If music adds color to life, then Updyke's been brightening lives in Wellsville for 75 years.
"When I heard of it, I was just awestruck," said John Ray, the church's pastor.
On Sunday, this piano teacher marks three-quarters of a century at the organ. "I've loved every minute of it," Updyke said.
But Updyke sat this Sunday out. And who better to fill in than someone who's played for her before.
"She was my former pupil and she flew out just to be here today," said Updyke, listening to the piece that won her student top prize decades ago.
Kelly Flynn, the former student, appreciates all Updyke has done for her. "She gave me that gift.

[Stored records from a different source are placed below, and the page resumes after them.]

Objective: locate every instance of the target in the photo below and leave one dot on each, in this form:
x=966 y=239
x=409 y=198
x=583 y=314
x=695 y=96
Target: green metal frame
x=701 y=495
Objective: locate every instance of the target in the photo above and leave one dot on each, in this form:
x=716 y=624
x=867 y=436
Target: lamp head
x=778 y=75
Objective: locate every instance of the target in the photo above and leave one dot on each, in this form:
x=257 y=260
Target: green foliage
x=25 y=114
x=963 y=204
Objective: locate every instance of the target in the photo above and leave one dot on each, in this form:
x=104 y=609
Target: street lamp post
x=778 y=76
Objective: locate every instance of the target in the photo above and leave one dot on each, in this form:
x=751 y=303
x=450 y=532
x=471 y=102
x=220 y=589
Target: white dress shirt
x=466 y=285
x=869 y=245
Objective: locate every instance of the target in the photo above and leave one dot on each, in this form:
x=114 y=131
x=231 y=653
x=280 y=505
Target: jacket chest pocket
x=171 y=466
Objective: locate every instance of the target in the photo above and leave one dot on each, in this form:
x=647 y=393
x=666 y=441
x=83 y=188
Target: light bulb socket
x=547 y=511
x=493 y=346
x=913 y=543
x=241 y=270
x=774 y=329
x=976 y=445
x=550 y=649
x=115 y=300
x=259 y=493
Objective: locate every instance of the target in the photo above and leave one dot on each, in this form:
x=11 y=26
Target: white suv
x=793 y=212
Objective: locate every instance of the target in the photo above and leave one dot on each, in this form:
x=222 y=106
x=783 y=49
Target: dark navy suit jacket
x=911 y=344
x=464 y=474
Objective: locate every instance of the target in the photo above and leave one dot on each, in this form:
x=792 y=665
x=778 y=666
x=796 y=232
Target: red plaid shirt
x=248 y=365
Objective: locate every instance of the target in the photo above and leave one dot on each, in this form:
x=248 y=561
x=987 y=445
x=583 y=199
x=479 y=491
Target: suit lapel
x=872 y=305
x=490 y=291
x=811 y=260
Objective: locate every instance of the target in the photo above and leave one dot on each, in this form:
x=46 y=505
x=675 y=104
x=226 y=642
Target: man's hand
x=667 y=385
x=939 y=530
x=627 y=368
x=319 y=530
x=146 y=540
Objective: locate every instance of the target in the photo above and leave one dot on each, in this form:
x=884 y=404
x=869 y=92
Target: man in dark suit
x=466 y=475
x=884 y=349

I just feel so fortunate I get to come here and honor her today," Flynn said.
Updyke will say the celebration was too much but try telling that to her friends and family.
Her twin sister Violet Lehman came out to say thanks. "To see what they're doing and celebrate her," she said.
After 75 years at this church, the songbook was just a bit off because on Sunday it was Updyke who was exalted.
"There's nothing better than teaching because you touch so many lives through that," Flynn said.
At the Wellsville church, this 95-year-old is a stranger to no one. More often than not, they hear Updyke before they see her and all at United Methodist Presbyterian Church have colored her life.
"Maybe that's the secret to a long life," Ray said.
Updyke said even though everyone saying thanks meant so much, she was happiest to see her daughter and twin sister there Sunday.